En l’état des pièces et explications produites, étant observé qu’il appartient aux parties de prouver conformément à la loi les faits nécessaires au succès de leurs prétentions, la demande en ce qu’elle porte sur les périodes où les bulletins de paie ne sont pas produits sera rejetée.

Au vu des bulletins produits qui effectivement portent mention du paiement de 17h33 par mois mais qui n’ont pas été majorées de 25%, il sera alloué à M. X la somme de 1.953,60 euros bruts outre 195,36 euros bruts au titre des congés payés afférents, somme calculée comme suit :

— année 2012 (d’avril à décembre) : (17,33 x 18,05 x 125% x 9) – (342,94 x 9) = 432,61 euros,

— année 2013 : (17,33 x 18,322 x 125% x 12) – (344,11 + 344,10 x 11) = 633,59 euros,

— année 2014 : (17,33 x 18,964 x 125% x 12) – (361,51 x 7 + 361,50 x 5) = 591,62 euros,

— janvier et février 2015 : (17,33 x 18,964 x 125%) – 361,51 = 295,78 euros.

Sur la demande au titre des frais

L’examen des bulletins de paie produits n’étaye nullement l’affirmation faite par l’appelant quant à l’existence d’un paiement forfaitaire de frais puisque figurent des sommes correspondant au remboursement de la part patronale de la carte orange (23,03 euros, 24,30 euros, 25,20 euros, 25,75 euros, 26,25 euros, 26,75 euros, 27,55 euros, 28,30 euros jusqu’en décembre 2012), puis de septembre 2013 à décembre 2013 et ensuite à compter de mars 2014, à nouveau le remboursement de la part patronale de la carte orange (33,55 euros et 33,50 euros) jusqu’en février 2015.

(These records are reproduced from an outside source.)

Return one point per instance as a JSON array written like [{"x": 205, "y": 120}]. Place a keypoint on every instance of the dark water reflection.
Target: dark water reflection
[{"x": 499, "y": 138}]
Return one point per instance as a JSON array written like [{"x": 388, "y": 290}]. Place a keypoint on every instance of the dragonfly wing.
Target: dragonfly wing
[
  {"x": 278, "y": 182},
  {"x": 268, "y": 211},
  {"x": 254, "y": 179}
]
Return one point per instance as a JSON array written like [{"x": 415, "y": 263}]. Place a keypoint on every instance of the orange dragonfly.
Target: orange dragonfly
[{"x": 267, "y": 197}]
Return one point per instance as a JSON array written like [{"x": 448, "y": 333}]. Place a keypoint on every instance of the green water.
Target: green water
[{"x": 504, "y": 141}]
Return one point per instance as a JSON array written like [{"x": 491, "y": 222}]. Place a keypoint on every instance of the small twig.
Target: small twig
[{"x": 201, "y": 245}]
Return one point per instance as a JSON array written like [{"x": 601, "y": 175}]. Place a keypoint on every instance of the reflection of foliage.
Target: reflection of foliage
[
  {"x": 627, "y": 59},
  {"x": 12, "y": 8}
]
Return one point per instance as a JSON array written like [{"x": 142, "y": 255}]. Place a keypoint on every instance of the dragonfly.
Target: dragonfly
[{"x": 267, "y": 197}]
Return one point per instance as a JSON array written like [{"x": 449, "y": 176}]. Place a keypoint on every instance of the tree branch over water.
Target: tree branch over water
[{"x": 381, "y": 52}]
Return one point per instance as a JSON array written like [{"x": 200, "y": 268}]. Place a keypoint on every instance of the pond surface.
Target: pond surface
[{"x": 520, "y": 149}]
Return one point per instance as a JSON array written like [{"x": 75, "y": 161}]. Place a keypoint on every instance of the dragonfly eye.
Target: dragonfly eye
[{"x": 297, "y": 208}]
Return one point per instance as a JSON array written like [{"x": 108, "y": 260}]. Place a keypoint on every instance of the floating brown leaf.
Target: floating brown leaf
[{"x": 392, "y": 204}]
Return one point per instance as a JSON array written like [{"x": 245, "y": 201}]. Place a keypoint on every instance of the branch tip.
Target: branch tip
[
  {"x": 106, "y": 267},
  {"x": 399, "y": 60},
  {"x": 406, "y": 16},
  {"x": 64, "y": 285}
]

M. X sera en conséquence débouté de sa demande en paiement à ce titre.

Sur les autres demandes

La société La Voix de la Paix représentée par son liquidateur, la SELARL Y Yang-Ting, partie perdante à l’instance, sera condamnée aux dépens mais eu égard à la situation de la société, il ne sera pas fait application des dispositions de l’article 700 du code de procédure civile.

La présente décision sera déclarée opposable à l’UNEDIC, dans les limites légales et réglementaires de sa garantie, à l’exclusion des dépens.

PAR CES MOTIFS,

La Cour,

INFIRME le jugement déféré,

Statuant à nouveau et y ajoutant,

DÉCLARE hors de cause la SELARL Michel Miroite I et la SELAS MCM & Associés en leur qualité respective d’administrateur judiciaire et de mandataire judiciaire de la société La Voix de la Paix,

FIXE les créances de M. D X au passif de la liquidation judiciaire de la société La Voix de la Paix, représentée par son liquidateur, la SELARL Y Yang-Ting aux sommes suivantes :

—  1.500 euros à titre de dommages et intérêts en réparation du préjudice résultant du harcèlement moral subi,

—  1.953,60 euros bruts à titre de rappel de salaire pour heures supplémentaires outre 195,36 euros bruts au titre des congés payés afférents,

DÉCLARE la présente décision opposable à l’association UNEDIC délégation AGS CGEA IDF Ouest, dans les limites légales et réglementaires de sa garantie, à l’exclusion des dépens,

DÉBOUTE les parties du surplus de leurs prétentions,

CONDAMNE la société La Voix de la Paix représentée par son liquidateur, la SELARL Y Yang-Ting, aux dépens et accorde au conseil de M. D X le bénéfice des dispositions de l’article 699 du code de procédure civile.